I've asked him plenty of times how he does it but he's not sure. He thinks it's because he can clear his head of thoughts and I can't do this, I've tried and I continue to try as I work at yoga but for right now it eludes me.
My problem is that when I try not to think of anything, I think of all the many problems in my life, past, present and future. I'm working at changing this but it's slow, slow going.
So I think I managed to fall asleep between 10:30 and 11:00, figured I'd get some decent sleep but I woke at 4am for the second morning in a row! What the...? I don't get it. I'm also a person who starts thinking about stuff right away and find it impossible to fall asleep once I've woke up. So I'm really focusing right now on getting good sleep patterns and habits. It's a must for me right now.
Saturday - I went to visit with my Mom and Dad. Dad says he's hanging in there, he's still alive when I ask how he's doing. I can't think of what else to ask him. Cancer sucks and it's eating away him him day by day and there is nothing we can do about it. We are past the initial shocked, angry, sad part of it all and are just being now. I go up to visit often but I wish I could do more for my mom. I hadn't been up since I've been sick and the cold spell hit, so it was nice to see him last night.
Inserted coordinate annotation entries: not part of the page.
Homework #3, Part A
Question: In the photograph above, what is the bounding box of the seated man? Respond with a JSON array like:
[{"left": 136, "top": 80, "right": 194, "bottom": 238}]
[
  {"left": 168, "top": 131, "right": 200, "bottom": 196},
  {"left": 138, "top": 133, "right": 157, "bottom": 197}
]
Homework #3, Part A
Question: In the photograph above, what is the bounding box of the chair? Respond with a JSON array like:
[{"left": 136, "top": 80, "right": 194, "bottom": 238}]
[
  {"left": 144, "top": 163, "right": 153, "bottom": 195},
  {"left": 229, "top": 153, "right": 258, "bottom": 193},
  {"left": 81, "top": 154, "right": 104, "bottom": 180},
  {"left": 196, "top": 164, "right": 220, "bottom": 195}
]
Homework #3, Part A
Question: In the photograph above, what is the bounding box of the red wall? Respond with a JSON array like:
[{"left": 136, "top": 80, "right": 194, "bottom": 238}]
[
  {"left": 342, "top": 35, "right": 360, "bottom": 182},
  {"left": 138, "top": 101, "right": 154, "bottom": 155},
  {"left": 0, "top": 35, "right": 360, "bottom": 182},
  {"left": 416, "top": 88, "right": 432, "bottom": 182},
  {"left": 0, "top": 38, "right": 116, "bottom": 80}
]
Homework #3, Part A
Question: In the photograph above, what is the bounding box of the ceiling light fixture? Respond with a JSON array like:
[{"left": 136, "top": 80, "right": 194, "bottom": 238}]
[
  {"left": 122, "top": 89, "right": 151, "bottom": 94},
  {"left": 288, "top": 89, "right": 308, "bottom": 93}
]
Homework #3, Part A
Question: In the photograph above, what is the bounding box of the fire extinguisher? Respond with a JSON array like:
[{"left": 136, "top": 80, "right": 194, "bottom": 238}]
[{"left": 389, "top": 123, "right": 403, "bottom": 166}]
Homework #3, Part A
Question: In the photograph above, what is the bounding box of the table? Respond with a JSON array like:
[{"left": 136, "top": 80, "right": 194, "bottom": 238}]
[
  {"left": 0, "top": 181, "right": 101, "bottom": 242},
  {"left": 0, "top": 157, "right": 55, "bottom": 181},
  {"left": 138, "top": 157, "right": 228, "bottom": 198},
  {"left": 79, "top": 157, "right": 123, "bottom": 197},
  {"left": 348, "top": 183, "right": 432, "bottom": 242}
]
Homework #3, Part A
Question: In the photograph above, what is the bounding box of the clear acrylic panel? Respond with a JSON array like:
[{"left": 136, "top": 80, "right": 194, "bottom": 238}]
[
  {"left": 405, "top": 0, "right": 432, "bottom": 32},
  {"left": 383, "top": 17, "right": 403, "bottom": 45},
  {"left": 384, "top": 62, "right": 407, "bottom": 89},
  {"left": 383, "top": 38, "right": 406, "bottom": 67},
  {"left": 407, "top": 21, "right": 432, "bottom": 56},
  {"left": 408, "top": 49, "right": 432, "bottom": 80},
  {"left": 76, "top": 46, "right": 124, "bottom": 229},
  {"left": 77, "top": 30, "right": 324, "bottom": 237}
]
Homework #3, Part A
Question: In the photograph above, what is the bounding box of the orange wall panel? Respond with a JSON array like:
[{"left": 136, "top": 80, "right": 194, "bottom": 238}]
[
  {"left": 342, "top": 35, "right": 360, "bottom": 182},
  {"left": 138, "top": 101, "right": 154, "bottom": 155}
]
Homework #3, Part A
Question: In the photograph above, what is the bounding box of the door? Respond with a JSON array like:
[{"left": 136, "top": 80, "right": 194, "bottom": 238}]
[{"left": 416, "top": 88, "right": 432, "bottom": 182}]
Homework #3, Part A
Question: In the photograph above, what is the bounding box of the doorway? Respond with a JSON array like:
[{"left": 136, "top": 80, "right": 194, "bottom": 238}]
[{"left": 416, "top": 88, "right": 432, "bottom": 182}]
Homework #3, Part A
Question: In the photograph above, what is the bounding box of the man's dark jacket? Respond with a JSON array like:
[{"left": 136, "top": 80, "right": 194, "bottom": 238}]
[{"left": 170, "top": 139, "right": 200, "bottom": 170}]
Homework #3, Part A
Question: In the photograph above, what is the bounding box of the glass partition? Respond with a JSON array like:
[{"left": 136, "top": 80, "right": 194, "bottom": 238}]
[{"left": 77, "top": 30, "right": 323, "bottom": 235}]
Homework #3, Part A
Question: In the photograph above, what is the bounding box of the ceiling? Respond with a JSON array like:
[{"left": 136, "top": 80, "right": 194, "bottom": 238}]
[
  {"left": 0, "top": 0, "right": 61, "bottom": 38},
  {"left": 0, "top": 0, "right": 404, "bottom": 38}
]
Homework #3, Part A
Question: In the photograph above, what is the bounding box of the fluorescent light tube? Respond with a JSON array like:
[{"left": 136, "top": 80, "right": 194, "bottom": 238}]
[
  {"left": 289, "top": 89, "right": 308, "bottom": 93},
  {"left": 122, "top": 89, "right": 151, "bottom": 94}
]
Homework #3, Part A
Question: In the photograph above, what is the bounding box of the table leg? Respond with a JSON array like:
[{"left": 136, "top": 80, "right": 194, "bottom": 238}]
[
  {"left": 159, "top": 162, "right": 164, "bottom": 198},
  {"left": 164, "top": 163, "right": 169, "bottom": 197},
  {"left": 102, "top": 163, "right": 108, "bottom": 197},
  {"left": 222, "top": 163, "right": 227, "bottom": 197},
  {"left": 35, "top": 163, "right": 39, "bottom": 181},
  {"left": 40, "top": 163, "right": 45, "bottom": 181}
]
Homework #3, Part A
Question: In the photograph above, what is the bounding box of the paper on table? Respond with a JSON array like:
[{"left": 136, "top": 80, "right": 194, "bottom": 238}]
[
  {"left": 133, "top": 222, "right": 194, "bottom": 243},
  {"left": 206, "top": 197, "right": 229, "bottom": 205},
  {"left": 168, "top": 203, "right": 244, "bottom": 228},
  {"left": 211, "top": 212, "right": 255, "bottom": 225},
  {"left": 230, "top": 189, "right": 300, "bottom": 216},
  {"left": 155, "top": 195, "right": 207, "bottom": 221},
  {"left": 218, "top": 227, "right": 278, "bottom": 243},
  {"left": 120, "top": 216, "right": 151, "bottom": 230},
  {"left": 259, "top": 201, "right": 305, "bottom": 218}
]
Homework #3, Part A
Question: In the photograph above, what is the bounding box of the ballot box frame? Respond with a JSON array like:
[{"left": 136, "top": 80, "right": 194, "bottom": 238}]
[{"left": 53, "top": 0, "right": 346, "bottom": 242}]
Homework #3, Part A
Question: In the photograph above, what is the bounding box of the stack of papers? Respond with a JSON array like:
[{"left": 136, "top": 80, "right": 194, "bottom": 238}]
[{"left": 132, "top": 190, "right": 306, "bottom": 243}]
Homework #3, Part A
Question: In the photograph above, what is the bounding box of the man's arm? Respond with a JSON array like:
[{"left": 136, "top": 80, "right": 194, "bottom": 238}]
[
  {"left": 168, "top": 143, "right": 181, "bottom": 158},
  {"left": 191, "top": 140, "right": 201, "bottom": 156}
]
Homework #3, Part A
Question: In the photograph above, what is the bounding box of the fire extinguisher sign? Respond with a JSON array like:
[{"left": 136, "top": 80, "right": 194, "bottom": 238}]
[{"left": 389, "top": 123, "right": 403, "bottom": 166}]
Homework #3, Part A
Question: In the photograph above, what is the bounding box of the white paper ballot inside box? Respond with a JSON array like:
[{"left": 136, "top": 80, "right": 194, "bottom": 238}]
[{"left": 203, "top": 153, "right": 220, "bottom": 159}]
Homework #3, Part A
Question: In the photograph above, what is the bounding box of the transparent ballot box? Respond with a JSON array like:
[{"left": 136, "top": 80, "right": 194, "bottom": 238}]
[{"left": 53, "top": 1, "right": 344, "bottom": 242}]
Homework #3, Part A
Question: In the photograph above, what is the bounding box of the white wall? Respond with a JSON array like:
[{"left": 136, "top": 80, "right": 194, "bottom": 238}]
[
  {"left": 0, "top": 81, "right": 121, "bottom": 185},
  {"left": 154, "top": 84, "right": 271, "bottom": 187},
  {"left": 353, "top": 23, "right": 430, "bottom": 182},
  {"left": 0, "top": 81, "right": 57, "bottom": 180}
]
Mom and I also went through my Nana's old knitting things. I got several sets of needles and a bunch of yarn/wool to practice knitting on.
So I stayed up until midnight trying to figure out how to do a three/four needle project. I think I got it figured out but we'll see.
So I feel asleep fairly quickly but at 5am I heard my son yelling or rather screaming my name. My husband went to his rescue but I was awake and couldn't go back to sleep.
It's been a busy day cleaning up and running errands. Tonight it's girls night. We are at a different house tonight and it'll be interesting to see what we get up to tonight. Each ladies night we usually play a game but we are evolving and it's turning into a really great group!